Compre quando todos estão vendendo, e você colherá as recompensas quando os mercados se recuperarem. Mas a história conta uma história diferente.

Durante a Primeira Guerra Mundial, os mercados não se comportavam como os traders modernos imaginam. As bolsas foram fechadas por meses, e o capital não fluiu para "ativos baratos" como esperado.

Em vez disso, os investidores se apressaram em busca de segurança – ouro, dinheiro e geografia importavam mais do que os preços de entrada.

Pegue o exemplo do mercado de ações dos EUA. Ele eventualmente se recuperou, mas o verdadeiro dinheiro foi feito por empresas industriais ligadas à produção de guerra e aquelas com contratos governamentais, não por traders comprando quedas.

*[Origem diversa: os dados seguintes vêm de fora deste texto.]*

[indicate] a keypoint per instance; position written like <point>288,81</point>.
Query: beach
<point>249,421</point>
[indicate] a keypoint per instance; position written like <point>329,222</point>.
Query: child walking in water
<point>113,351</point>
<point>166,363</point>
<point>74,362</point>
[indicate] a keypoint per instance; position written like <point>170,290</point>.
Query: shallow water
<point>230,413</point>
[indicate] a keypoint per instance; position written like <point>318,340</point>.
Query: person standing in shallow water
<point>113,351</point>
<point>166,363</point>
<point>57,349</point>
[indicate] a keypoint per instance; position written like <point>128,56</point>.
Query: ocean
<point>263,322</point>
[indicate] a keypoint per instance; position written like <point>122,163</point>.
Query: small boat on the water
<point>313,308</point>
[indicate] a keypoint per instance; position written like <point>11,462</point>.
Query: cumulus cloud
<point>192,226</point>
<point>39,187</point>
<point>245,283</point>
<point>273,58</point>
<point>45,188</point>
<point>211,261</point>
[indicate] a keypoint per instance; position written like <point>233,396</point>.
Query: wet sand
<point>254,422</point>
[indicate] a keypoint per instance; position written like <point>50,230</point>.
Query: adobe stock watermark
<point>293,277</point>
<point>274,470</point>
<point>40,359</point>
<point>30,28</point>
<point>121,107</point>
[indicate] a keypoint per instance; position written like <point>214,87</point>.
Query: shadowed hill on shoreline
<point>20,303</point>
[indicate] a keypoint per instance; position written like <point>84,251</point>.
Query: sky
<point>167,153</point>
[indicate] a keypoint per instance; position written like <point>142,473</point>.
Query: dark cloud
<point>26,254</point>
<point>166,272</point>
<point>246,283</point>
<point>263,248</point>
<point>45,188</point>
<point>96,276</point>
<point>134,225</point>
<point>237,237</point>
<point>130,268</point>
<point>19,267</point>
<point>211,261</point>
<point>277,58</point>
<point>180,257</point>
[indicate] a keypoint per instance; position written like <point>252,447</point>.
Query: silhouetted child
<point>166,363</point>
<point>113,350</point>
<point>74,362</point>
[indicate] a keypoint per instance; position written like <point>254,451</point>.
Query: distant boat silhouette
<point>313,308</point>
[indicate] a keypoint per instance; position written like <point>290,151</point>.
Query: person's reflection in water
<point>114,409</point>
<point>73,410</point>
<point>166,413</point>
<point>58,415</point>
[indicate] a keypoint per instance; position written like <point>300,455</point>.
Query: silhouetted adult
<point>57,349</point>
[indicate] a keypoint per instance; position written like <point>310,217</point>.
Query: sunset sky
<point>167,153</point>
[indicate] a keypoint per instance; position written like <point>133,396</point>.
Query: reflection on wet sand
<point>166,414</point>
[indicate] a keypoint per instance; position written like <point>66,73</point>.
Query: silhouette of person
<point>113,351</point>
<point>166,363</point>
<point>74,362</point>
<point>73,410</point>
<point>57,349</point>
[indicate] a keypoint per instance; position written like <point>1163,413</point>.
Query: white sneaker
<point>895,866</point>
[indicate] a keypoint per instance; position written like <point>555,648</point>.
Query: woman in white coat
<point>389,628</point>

A guerra não recompensou a tomada de riscos; recompensou a posição !!

Na Segunda Guerra Mundial, a lição ficou ainda mais clara. Quando as verdadeiras escassezes atingem, os ativos financeiros ficam em segundo plano. As pessoas trocavam comida, combustível e bens básicos, não ações ou títulos. Em condições extremas, o dinheiro perde sua função, e a sobrevivência substitui o investimento.

Os vencedores nessas crises não eram investidores medianos; eram aqueles mais próximos dos fluxos de recursos – contratantes militares, logística e intermediários financeiros.

A mensagem é simples: "compre quando houver sangue"

trabalha em medo de mercado controlado, mas desmorona em crises sistêmicas reais.

Quando as coisas realmente desmoronam, o jogo muda – e não se trata de preços, trata-se das regras.